Friday, February 17, 2012

Mitt's Dark and Dirty Past - What, You're Surprised?

We all got 'em, we all want 'em to disappear, and we all dread the moment they show up on the evening news.

Mitt wants us to know he isn't interested in the poor, which, to my mind, sort of went without saying. But to be sure no one misrepresented him, he done gone and said it. So there. Phtttppbbbbtttttt! As for the rich, he doesn't want to worry about them, because that would be like saying he was feeling rather poorly himself, so better keep mum on that particular demographic. Bt apparently he does care about the middle class, which sort of affirms the class warfare attitude the Repubs have been railing against, but deep in their hearts, planning on fighting to win - the class warfare, I mean. And because to the victor goes the spoils, well, the race to drain the middle class of whatever spoils haven't already been taken by the Corporate Pirates is going great guns.

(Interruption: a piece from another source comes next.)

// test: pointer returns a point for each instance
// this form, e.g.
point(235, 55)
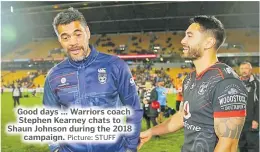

But we must wonder about Mitt's general hold on reality, when the same day he dumps the poor overboard, he allows himself to be vetted by the Trumpster. "...I don't careabout the rich.." provides an odd little counterpoint to appearing in mutual triumphalism with Mr. Plastic Hair himself. But given Mitt's generally plasticine face and persona, The Donald's hair did sort of complete the picture. Was this merely a subtle wink to the rich, to the effect that, "smoke and mirrors, boys, smoke and mirrors?" Because otherwise, tone-deaf comes strongly to mind.

Mitt really does need to start worrying about any skeletons. Despite the conventional "wisdom" that his stable marriage, breeders cup-level offspring quotient, and smiling shark persona, anybody that has been the Bain of so many people's livelihoods has made some enemies, and they are sure to start popping up shortly. Because as much as John Kerry got slammed with the "flip-flopper" label, Mitt has laid the groundwork to kick Kerry off his winner's pedestal forever. It was from the Swifty-Boats we learned that every time you flip-flop, another pissed-off constituent surfaces. Or in the case of some others, of both parties, that "inconvenient affair/indiscretion/bathroom sex romp pops up like whack-a-mole. And with a remarkably similar outcome.